Power systems are evolving from centralised, top-down systems as interest in off-grid technology grows among African businesses and consumers. And according to PwC, we will see installed power capacity rise from 2012’s 90GW to 380GW in 2040 in sub-Saharan Africa. Power utilities are needing to rethink their business models and how they manage and monetise their assets to keep pace with the changing energy ecosystem.

Energy and utilities providers are transforming from centralised supply companies to more distributed, bi-directional service providers. They can only achieve this through the evolution of “smart grids” where sensors and smart meters will be able to provide the consumer with a more granular level of detail of power usage. This shift from an energy supplier to “lifestyle provider” will require a much more dynamic and optimised approach to maintenance and field service.

African companies must thus embrace digital transformation as an imperative. This transformation begins by embracing enterprise asset management to improve asset utilisation. The subsequent steps are enhancing upstream and downstream supply chain management; resource optimisation; introducing enterprise operational intelligence; embracing new technologies such as the Internet of Things, machine learning, and predictive maintenance; and becoming a smart utility.

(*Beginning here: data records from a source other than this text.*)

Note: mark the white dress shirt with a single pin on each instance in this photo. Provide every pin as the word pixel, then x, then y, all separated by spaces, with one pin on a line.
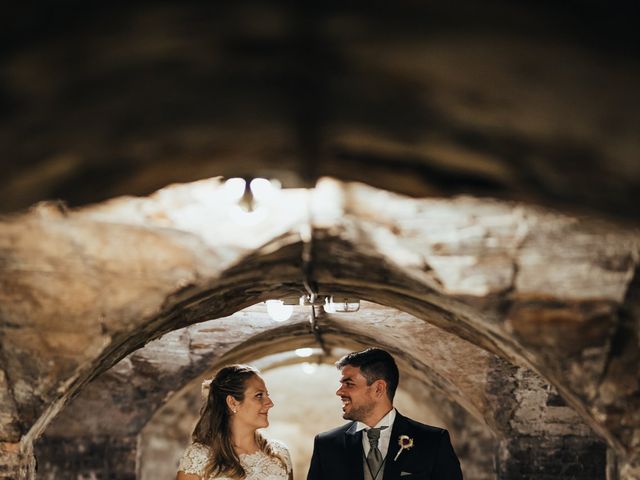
pixel 385 435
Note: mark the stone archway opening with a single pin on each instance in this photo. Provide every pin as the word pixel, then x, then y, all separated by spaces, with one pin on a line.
pixel 469 402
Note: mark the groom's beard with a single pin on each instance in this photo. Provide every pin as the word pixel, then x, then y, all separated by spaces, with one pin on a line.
pixel 358 413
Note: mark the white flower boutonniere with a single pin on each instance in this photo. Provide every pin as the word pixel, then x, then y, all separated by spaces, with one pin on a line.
pixel 405 443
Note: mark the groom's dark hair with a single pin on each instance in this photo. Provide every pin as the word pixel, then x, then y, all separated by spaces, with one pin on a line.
pixel 374 364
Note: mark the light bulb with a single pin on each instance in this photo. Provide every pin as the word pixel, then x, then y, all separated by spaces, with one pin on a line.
pixel 234 188
pixel 304 352
pixel 341 305
pixel 278 311
pixel 263 190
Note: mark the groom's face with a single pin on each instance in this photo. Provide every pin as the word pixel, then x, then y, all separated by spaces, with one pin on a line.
pixel 358 399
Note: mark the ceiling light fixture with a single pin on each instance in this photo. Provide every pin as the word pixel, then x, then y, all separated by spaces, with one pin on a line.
pixel 340 304
pixel 278 311
pixel 249 198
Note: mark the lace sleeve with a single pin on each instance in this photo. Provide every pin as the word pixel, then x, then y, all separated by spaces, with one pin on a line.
pixel 194 459
pixel 282 450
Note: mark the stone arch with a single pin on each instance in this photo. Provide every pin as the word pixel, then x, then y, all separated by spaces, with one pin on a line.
pixel 283 338
pixel 352 227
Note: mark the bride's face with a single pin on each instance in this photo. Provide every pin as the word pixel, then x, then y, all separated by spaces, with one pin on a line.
pixel 253 411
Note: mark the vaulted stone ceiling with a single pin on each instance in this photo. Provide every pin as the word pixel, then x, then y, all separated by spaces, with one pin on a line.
pixel 532 102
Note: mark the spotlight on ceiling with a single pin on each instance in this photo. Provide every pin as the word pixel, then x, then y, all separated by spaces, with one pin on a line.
pixel 304 352
pixel 341 304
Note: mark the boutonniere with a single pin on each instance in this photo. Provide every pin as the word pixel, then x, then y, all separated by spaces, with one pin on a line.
pixel 405 443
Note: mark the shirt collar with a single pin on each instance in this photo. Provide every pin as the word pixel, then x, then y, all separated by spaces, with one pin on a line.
pixel 386 421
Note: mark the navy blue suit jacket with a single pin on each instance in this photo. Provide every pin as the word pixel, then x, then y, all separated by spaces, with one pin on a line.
pixel 338 454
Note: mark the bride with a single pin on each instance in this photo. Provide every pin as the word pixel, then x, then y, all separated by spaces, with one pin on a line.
pixel 226 444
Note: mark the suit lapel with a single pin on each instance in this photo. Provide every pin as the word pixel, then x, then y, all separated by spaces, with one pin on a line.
pixel 353 450
pixel 392 467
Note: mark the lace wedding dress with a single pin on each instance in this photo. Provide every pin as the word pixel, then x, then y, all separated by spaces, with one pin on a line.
pixel 258 466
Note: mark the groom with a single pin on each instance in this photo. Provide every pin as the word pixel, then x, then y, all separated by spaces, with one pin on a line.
pixel 379 444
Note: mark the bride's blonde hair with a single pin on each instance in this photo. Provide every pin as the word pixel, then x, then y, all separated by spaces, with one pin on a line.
pixel 214 427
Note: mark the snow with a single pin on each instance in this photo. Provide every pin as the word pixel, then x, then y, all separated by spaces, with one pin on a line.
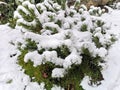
pixel 111 71
pixel 58 73
pixel 10 71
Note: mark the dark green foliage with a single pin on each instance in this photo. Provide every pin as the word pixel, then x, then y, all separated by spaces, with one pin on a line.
pixel 31 45
pixel 59 23
pixel 62 51
pixel 42 73
pixel 7 11
pixel 82 19
pixel 90 67
pixel 84 28
pixel 99 23
pixel 52 29
pixel 97 42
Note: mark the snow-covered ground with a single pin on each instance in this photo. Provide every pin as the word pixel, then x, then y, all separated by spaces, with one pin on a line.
pixel 11 78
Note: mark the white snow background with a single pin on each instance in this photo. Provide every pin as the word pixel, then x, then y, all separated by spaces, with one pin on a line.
pixel 10 71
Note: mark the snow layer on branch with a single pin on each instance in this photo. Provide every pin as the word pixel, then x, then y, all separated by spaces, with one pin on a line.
pixel 58 72
pixel 34 57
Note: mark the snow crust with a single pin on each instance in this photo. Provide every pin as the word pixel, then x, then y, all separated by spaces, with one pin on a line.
pixel 11 76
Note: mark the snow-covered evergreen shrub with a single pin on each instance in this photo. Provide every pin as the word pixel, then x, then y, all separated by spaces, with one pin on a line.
pixel 6 12
pixel 61 45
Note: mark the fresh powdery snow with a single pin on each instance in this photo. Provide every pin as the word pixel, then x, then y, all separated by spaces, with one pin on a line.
pixel 12 78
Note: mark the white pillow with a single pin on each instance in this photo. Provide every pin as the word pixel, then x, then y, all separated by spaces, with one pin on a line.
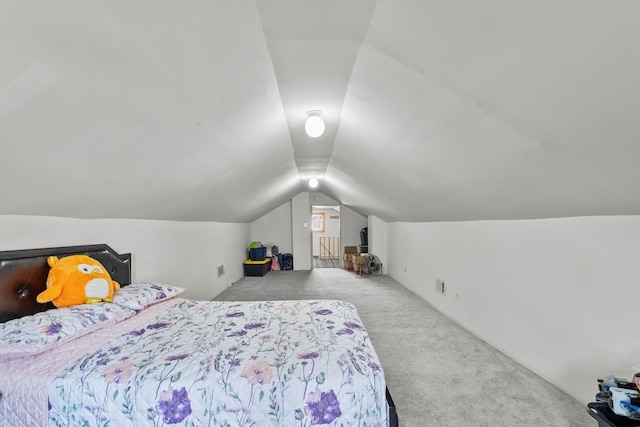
pixel 137 296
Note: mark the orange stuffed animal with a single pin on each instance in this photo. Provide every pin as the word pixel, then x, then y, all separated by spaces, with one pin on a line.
pixel 77 279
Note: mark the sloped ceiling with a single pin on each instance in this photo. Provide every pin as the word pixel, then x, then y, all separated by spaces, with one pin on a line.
pixel 436 110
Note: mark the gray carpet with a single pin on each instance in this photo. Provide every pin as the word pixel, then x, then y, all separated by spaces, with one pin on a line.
pixel 438 373
pixel 326 262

Embracing mobility to drive ROI

Getting it right is about putting in place an enterprise backbone that accommodates asset and project management, multinational languages and currencies, new energies and markets, visualisation of the entire value chain, and mobility apps. Mobile technologies that support the field workforce have a vital role to play in driving better ROI from utilities’ investments in enterprise asset management and enterprise resource planning solutions.

Today’s leading enterprise asset management solutions feature powerful functionality for mobile management of the complete workflow of work orders – from logging status changes and updates, from receiving and creating new orders to concluding the job and reporting time, material and expenses. Such solutions are easy to deploy and intuitive for end users to learn and use.

Importantly for organisations operating in parts of the continent with poor telecoms infrastructure, connectivity is not an issue. The solutions work offline and synchronises when network connectivity is available. Users can work on any device—laptops, tablets, and smartphones—commercial or ruggedised.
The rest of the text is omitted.